The major dependencies include PAPI, Boost and MPI. For your ease, simply run the shell scripts located in the tools folder to install the needed dependencies.
For instructions on how to install MPI and set your PATH and LD_LIBRARY_PATH variables, check out this.
The source contains the following work in which I have used PAPI to track various statistics:
- Parallel Matrix Multiplication using MPI (C)
- Bitonic Sort using MPI (C++)
Simply run
make all
from the top level to build the examples and algorithms located in the src/ folder.
- After installing PAPI, run the command: papi_avail -e PAPI_TOT_INS to show the available events and hardware information for use to you.
Since the documentation regarding PAPI usage is not great, I have compiled some simple standalone examples for getting introduced to PAPI. For lengthier uses and actual use in source code, check out the src folder.
#include "papi_wrapper.h"
// Set up PAPI library environment
initialize_papi();
papiEvents * events;
// Can choose to choose specifically which hardware counters you want
vector<string> event_names = {
"PAPI_TOT_CYC", // Total cycles
"PAPI_TOT_INS", // Total inserts into the cache
"PAPI_L2_DCA", // L2 Data Cache Access
"PAPI_L2_DCH" // L2 Data Cache Hits
// Can add more events here...
};
events = start_events(event_names);
// Alternatively, you can just use the default event counters I choose and then use
events = start_events();
// Do some work here that you want to track statistics about.
// Stop the events and remove them from the event set.

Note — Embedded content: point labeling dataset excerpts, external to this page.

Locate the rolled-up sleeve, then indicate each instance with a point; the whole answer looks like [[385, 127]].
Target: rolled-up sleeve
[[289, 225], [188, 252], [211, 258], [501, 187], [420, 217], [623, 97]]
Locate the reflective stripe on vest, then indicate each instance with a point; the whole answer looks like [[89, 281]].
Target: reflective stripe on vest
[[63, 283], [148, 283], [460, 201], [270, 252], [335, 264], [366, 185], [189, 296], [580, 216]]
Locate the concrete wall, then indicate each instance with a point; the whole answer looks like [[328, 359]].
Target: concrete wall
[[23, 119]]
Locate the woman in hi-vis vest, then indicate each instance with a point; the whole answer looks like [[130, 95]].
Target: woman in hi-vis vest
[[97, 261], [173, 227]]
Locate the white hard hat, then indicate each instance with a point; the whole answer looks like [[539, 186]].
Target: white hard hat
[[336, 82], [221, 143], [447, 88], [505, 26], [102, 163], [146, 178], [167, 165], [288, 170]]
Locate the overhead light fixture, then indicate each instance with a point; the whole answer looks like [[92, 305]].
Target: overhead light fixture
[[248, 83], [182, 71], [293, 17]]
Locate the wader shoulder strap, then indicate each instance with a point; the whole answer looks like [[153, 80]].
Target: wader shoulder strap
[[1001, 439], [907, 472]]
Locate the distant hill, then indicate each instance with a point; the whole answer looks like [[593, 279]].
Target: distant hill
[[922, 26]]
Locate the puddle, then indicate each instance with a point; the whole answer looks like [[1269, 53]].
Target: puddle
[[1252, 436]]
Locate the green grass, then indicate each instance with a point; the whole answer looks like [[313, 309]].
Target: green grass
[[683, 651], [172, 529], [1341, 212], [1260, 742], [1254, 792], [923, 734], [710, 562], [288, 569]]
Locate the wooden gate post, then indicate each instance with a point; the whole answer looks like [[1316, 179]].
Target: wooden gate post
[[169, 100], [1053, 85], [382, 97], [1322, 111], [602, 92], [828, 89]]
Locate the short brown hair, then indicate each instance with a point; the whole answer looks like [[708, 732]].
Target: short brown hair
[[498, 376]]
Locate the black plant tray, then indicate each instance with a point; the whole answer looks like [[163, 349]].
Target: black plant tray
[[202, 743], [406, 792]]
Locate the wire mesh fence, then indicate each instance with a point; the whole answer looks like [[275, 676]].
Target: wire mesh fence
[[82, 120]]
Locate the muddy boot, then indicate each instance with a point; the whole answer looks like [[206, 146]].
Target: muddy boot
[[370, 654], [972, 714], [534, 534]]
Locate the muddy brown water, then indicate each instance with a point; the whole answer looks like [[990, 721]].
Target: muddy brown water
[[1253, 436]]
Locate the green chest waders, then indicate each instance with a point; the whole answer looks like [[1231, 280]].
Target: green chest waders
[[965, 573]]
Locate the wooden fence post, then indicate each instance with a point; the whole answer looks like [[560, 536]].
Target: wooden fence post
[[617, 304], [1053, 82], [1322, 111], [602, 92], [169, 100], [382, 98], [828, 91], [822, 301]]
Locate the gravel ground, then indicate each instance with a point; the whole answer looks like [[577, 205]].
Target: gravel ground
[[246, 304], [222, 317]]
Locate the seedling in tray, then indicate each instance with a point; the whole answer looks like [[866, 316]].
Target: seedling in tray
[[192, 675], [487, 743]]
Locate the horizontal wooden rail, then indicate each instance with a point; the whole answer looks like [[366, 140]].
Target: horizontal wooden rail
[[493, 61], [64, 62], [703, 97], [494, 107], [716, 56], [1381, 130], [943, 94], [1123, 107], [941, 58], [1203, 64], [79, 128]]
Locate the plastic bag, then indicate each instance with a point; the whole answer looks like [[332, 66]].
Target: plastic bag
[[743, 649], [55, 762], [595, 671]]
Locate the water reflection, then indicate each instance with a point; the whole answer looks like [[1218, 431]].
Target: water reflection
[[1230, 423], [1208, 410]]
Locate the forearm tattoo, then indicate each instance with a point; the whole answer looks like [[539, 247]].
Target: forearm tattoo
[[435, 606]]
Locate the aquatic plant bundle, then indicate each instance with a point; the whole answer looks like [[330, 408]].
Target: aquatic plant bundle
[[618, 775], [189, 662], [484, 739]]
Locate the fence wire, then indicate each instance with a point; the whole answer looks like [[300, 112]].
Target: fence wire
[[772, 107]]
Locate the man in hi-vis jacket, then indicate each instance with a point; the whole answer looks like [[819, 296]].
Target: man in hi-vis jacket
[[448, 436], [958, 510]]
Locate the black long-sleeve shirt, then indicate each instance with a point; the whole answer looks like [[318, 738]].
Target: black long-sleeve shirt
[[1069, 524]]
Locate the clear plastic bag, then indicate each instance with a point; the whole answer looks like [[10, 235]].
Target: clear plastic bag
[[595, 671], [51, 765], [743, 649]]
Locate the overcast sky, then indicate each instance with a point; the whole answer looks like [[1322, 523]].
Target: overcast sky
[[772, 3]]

// If you used your own list of hardware counters (let's call it event_names),
// make sure to pass in event_names.size() as the second parameter.
stop_events(events, event_names.size());
// Access the events array to get your statistics. Using the events from this example
std::cout << "Total cycles is: " << events->values[0] << std::endl;
std::cout << events->values[3] << " L2 cache misses and " << events->values[1] << " loads.\n" << std::endl;
// Shutdown PAPI environment.
shutdown_papi();
To compile your MPI C++ programs you have to use mpicxx with the same arguments as you would for g++. To run a program with N MPI processes, you would use the following command:
mpirun -np <number of processors you wish to use> <executable> [program arguments]
- By default PAPI will profile events in all domains (users space, kernel, hypervisor, etc). You can restrict the set of domains for papi event profiling by using the TAU_PAPI_DOMAIN environment variable with these values (in a colon separated list, if desired): PAPI_DOM_USER, PAPI_DOM_KERNEL, PAPI_DOM_SUPERVISOR, and PAPI_DOM_OTHER like this:
% setenv TAU_PAPI_DOMAIN PAPI_DOM_SUPERVISOR:PAPI_DOM_OTHER
- Implement a small statistics database for tracking performances over time.
- Write Bash scripts for tracking increasing sizes for the algorithms.